The open-source phenomenon, we believe, does have a potentially positive influence on our corporate culture and aspects of human resource management and reward systems. We group these two issues together because they relate specifically to the CSIR context and because the questions we ask are specific to our organization. Why do we wince when we find out that a number of our fireballs protecting our precious information are based on an open-source operating system (FreeBSD)? Are we making ourselves guilty of discouraging the use of open-source development tools for our corporate systems? Are we trapped into thinking that we would not be able to support products based on open-source, such as Linux and Apache? Do we, through selection of business tools, send the message that we do not support open standards? Do we prefer the opinions from outside entities such as the GartnerGroup over the opinion of our own people? Do we encourage personal development through involvement in hobbies that might be beneficial to our work, such as open-source development? Do we settle for less appropriate technology options because one can attend a course on the maintenance of the system? Do we recognize and reward people who implement and maintain systems that might become important for our business? What message do we send to people by arguing savings on overheads when discontinuing systems, but discounting the personal growth and experience gained through the implementation and maintenance of a system? These are but a few questions we might need to ask ourselves if we want to understand the effect of the open-source phenomenon on our business.
Finally, we believe that the influence of the open-source movement on IT Architecture, including issues such as standardization and business system selection, is potentially enhanced. Again, we have chosen to ask questions throughout this sub-section. Standardization has many important benefits. Standardization also has one or two drawbacks. Standardization in networked communities or corporations might open vulnerabilities that might not have existed if systems were more diversified. Why is it that I cannot synchronize my PDA's diary with our existing scheduling system, but I can do so even from Microsoft's Exchange. Simply stated, support for the open vCalendar protocol is built into most modern scheduling systems. This is not a comment on the appropriateness of GroupWise, but a symptom of a perceived problem. Do we select business products based on their support for open standards?
In this paper, we have highlighted several issues for the open-source movement, generally, and for our organization, specifically. If we are to summarise the message of our paper then it would be this one: "Understand open-source and it's impact. It is important. It also goes beyond software."

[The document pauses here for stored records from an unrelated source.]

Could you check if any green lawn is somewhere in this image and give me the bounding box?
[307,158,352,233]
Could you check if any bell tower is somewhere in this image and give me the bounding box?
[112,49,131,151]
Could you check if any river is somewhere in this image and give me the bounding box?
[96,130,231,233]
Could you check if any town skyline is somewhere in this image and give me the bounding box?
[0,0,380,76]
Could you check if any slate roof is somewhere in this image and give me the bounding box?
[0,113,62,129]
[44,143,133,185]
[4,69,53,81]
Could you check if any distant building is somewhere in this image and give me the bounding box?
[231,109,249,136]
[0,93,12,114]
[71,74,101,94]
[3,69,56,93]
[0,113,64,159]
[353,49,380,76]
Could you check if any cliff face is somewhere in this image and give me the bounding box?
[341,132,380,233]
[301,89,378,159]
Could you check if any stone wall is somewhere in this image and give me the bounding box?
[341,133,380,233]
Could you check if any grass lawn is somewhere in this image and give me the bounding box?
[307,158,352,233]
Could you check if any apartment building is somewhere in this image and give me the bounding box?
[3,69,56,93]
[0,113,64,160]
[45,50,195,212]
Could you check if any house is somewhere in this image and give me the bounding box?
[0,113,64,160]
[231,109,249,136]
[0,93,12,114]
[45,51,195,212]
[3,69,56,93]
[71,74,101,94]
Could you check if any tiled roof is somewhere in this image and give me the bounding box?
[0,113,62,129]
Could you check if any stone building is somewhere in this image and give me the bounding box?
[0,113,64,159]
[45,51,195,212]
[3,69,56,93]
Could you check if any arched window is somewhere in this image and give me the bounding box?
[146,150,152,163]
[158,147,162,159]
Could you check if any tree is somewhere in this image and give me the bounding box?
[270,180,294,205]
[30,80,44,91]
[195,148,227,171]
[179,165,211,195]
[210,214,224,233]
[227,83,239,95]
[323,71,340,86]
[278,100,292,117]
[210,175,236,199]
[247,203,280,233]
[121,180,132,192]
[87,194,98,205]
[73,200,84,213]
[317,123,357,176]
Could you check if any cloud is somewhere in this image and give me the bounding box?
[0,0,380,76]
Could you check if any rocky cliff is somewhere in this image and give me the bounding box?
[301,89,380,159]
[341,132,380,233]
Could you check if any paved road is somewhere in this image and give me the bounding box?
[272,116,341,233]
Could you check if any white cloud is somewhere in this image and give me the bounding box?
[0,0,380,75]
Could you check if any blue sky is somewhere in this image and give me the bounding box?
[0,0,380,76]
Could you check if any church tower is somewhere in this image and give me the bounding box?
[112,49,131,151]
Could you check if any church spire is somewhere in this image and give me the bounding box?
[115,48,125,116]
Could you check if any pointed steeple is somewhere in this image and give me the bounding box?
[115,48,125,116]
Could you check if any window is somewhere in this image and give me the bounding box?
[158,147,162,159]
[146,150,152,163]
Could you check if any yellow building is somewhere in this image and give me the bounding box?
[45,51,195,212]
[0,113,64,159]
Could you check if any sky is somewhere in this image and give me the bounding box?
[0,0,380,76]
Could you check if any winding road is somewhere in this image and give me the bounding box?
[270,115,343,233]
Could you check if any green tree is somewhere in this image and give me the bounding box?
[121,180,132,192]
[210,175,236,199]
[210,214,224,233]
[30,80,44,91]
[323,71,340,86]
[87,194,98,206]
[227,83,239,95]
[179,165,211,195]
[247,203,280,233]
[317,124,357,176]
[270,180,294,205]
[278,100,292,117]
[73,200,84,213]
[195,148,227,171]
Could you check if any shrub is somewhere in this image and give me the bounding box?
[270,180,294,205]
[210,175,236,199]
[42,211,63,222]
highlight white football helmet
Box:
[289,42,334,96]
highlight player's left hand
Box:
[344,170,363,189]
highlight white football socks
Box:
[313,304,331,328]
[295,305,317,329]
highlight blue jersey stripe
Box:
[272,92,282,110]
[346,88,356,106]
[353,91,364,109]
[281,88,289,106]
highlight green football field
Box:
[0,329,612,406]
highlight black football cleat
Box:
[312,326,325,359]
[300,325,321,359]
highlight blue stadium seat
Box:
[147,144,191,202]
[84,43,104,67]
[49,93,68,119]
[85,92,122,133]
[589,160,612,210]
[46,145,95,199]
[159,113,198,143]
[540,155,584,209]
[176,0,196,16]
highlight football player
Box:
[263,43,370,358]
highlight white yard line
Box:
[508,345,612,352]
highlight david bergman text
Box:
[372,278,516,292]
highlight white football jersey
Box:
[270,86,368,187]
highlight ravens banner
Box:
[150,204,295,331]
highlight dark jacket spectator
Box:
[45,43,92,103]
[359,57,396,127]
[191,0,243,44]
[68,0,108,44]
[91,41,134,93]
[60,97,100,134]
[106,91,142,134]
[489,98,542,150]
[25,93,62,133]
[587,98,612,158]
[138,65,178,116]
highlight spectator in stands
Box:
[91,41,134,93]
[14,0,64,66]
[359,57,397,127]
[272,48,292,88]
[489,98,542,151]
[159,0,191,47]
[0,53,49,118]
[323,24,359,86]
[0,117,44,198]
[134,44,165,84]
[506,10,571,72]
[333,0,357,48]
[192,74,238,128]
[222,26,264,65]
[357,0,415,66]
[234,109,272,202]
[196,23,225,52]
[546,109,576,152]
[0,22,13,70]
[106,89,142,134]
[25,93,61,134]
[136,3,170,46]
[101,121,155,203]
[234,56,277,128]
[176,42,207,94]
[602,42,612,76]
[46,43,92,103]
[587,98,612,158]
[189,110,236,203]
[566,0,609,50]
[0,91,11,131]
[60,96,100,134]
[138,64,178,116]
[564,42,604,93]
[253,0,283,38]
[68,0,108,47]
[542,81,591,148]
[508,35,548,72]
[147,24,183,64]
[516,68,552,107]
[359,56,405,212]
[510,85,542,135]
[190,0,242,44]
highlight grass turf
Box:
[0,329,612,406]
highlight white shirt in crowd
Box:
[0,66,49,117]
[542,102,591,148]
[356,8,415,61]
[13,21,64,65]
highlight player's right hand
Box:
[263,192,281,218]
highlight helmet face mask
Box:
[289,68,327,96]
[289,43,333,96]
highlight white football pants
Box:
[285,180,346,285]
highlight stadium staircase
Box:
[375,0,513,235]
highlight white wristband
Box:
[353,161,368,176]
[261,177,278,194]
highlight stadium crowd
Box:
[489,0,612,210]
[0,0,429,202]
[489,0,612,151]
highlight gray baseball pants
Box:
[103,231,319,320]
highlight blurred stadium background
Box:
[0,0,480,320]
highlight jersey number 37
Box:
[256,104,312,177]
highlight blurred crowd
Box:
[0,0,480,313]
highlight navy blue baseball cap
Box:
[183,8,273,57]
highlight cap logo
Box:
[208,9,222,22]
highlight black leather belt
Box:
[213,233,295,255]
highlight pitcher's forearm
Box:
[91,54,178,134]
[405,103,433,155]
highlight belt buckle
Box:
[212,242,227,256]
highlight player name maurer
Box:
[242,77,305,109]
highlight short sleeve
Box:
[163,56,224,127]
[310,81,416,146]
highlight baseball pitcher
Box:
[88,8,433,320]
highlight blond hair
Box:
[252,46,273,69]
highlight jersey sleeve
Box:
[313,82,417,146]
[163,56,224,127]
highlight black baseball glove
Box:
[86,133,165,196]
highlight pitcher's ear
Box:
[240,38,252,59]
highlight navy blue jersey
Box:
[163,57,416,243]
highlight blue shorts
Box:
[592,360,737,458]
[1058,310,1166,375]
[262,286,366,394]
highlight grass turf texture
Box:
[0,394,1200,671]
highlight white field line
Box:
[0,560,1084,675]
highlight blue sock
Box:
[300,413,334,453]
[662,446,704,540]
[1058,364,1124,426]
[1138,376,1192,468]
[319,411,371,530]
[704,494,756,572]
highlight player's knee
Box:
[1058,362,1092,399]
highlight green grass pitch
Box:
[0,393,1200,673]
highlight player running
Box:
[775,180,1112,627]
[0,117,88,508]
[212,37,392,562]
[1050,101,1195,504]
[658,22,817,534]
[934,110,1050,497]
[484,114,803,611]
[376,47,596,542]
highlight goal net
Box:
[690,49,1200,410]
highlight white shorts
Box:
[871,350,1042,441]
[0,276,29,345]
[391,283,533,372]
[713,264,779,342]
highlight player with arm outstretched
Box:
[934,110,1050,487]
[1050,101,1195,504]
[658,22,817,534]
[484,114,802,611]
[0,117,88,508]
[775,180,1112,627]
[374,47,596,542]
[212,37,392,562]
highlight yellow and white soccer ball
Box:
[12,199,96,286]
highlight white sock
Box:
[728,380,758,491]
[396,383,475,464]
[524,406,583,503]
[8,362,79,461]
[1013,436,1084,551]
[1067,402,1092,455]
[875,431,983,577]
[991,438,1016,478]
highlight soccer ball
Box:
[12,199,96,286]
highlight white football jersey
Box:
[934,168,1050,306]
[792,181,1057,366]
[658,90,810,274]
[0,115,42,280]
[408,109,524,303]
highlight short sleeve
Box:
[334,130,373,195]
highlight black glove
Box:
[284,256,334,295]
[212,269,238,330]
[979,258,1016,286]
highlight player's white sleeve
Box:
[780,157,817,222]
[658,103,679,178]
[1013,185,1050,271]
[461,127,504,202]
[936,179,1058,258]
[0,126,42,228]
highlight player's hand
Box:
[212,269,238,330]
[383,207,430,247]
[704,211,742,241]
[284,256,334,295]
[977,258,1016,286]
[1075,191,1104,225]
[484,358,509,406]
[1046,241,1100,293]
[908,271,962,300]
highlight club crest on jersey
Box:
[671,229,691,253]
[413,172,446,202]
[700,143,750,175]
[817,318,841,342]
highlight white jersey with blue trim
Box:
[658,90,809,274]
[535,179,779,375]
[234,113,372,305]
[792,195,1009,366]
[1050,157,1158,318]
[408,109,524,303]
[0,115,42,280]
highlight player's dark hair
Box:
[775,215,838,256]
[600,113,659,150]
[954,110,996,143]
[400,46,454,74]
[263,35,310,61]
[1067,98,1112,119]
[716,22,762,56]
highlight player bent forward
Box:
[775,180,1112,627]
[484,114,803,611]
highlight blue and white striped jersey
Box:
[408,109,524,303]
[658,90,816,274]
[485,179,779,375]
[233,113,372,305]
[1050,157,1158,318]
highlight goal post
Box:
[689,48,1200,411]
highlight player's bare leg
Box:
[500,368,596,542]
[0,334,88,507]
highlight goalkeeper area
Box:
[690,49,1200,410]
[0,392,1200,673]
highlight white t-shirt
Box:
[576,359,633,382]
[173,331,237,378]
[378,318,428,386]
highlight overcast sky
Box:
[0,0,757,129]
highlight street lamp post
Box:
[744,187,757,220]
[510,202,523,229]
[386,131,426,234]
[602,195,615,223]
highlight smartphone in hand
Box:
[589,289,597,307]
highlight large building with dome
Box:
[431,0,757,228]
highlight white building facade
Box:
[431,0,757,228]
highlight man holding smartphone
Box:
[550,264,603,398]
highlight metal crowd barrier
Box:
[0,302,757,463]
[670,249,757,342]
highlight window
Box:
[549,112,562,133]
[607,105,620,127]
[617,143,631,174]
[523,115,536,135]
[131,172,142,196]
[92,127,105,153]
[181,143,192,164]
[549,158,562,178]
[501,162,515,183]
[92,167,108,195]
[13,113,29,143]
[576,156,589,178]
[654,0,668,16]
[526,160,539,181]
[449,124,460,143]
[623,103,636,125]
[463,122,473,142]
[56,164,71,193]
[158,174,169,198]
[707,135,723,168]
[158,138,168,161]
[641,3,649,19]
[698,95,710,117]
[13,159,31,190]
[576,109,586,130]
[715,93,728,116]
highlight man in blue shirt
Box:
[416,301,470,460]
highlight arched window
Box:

We have argued that the open-source phenomenon holds the possibility for a more fundamental change in how knowledge is created and used in the scientific and technical community, and as a consequence thereof, it holds the potential to transform how and why organizations such as the CSIR conduct research and innovation.
Many issues and statements made here might be highly contentious and emotional but we have deliberately chosen it to be that way. We believe that our organization needs to debate these issues and get to grips with them, particularly, as they will impact on what role we will have - and how we will execute that role - within developing South Africa's indigenous IT market.